Marcel Carné (1906 – 1996): Dirigiu seu primeiro filme aos 25 anos, se tornando assistente de Rene Clair durante vários filmes. Sob a ocupação alemã da França durante a Segunda Guerra Mundial, Carné trabalhou na zona de Vichy, onde ele subverteu as tentativas do regime para controlar a arte; várias de sua equipe eram judeus, incluindo Joseph Kosma e cenógrafo Alexandre Trauner. Sob condições difíceis que eles fizeram mais conceituados Carné do filme Les Enfants du paradis (Children of Paradise, 1945) lançado após a Libertação da França. No final de 1990, o filme foi eleito o “Melhor Filme francês do Século” em uma votação de 600 críticos franceses e profissionais.

Filmes que Indicamos: O Boulevard do Crime (1945) e Juliette ou La clef des songes (1951).

 

François Truffaut (1932 – 1984): foi um dos criadores da Nouvelle Vague, movimento que revolucionou a história do cinema mundial. Ator, diretor e crítico de cinema, trazia em suas obras o amor que sentia pelas mulheres e as lembranças de sua infância. Sua paixão pelo cinema americano e por Alfred Hitchcock também influenciou boa parte de sua obra. Steven Spielberg, Brian de Palma e Martin Scorsese estão entre os cineastas que foram influenciados por sua obra.

Filmes que indicamos: Os Incompreendidos (1959) e Uma Mulher para Dois (1962).

 

Jean Renoir (1894 – 1979): filho do pintor Pierre-Auguste Renoir, desde cedo demonstrou interesse pelas artes. Começou a carreira fazendo filmes mudos e continuou após a ascenção do cinema falado. Dentre suas maiores obras estão A Grande Ilusão e A Regra do Jogo. Cineastas como Orson Welles o cultuam até hoje, embora ele não tenha sido muito considerado na sua época.

Filmes que indicamos: A Regra do Jogo (1939) e A Grande Ilusão (1937).

 

Jean-Luc Godard (1930): Contemporâneo de François Truffaut, era crítico antes de se tornar cineastas e é reconhecido por seu estilo inovador na narrativa e na direção, tornando-o um dos cineastas mais revolucionários da história do cinema. Ele é um dos mais inventivos diretores da Nouvelle Vague.
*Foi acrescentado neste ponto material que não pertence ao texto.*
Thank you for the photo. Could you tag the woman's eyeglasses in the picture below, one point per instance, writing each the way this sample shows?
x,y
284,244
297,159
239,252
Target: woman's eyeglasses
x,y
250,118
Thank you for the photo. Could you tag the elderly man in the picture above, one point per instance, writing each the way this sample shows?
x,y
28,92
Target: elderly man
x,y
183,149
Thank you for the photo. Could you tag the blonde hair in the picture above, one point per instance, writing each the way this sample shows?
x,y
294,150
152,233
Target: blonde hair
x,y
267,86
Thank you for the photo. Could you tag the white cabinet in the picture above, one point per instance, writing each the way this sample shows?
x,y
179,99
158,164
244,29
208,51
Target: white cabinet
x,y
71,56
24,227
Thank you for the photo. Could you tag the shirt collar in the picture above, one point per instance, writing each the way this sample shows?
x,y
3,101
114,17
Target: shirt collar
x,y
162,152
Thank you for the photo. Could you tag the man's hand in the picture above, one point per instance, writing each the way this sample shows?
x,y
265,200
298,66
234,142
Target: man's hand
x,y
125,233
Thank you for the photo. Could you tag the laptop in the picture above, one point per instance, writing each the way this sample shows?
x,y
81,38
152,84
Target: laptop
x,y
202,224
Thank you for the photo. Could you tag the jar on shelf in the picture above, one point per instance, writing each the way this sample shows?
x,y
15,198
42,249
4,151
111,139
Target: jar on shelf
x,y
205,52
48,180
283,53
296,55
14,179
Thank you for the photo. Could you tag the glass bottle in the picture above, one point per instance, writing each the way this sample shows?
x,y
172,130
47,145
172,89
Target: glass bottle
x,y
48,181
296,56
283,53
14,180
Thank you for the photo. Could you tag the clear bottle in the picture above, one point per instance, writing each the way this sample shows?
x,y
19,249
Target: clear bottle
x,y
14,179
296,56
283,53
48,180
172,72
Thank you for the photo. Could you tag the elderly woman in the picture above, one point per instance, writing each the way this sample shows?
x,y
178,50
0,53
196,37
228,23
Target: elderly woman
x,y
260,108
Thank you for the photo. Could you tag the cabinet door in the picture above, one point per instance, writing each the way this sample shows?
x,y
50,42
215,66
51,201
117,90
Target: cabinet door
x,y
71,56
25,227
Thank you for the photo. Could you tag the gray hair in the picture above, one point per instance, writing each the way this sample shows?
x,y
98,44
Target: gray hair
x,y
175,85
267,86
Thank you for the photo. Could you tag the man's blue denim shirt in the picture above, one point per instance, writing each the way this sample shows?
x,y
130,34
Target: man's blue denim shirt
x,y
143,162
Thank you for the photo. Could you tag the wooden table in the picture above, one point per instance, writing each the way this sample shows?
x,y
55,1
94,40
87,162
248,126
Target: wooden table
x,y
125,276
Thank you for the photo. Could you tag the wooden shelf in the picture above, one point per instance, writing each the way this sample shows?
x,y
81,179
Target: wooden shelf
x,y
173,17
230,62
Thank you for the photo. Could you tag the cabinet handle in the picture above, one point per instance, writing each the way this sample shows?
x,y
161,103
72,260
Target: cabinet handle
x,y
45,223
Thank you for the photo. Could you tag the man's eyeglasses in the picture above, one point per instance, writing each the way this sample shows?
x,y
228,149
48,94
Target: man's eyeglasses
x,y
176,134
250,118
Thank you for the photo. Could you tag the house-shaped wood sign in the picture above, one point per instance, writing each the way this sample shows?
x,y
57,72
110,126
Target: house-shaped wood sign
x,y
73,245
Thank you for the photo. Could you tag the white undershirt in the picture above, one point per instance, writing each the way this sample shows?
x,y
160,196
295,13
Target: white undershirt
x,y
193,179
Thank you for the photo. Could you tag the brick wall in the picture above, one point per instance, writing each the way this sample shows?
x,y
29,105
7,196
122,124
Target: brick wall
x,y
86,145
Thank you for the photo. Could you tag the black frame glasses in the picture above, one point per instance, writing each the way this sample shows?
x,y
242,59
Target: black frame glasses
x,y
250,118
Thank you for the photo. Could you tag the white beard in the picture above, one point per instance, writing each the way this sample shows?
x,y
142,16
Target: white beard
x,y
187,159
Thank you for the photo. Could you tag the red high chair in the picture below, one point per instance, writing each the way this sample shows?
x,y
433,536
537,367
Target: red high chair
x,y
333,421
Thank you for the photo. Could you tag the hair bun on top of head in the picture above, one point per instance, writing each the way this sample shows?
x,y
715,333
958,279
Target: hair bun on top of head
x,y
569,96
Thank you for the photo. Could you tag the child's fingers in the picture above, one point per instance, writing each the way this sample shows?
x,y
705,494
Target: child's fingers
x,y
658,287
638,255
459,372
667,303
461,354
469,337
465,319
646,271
Filmes que indicamos: Viver a Vida (1962) e O Demônio das 11 Horas (1965).

 

Louis Malle (1932 – 1995): Ele iniciou a carreira no cinema como assistente de Robert Bresson e realizou mais de 30 filmes ao longo de sua carreira. Contemporâneo da nouvelle vague, tinha um estilo diferente dos cineastas que participaram do movimento, sendo de certa forma rejeitado por eles. Também foi bem sucedido em sua carreira na América, construindo uma carreira sólida com filmes que retratavam os valores burgueses.

Filmes que indicamos: Les Amants (1958) e Pretty Baby (1978).

 

Robert Bresson (1901 – 1999): Considerado um dos maiores mestres do cinema francês, era pintor antes de se tornar roteirista e diretor. Seu primeiro longa metragem veio em 1943, com Les Anges du Péché. Ficou reconhecido por seu estilo minimalista, criando um estilo próprio.

Filmes que indicamos: Pockpocket (1959) e A Grande Testemunha (1966)

 

René Clair (1898 – 1981): Estreou em 1924 com Paris qui dort e sua carreira durou mais de 42 anos. Um dos precursores do filme de autoria, foi o primeiro cineasta a entrar na Academia Francesa. Após consolidar-se na França, partiu para fazer filmes na Inglaterra, imigrando para os Estados Unidos no final da década de 30.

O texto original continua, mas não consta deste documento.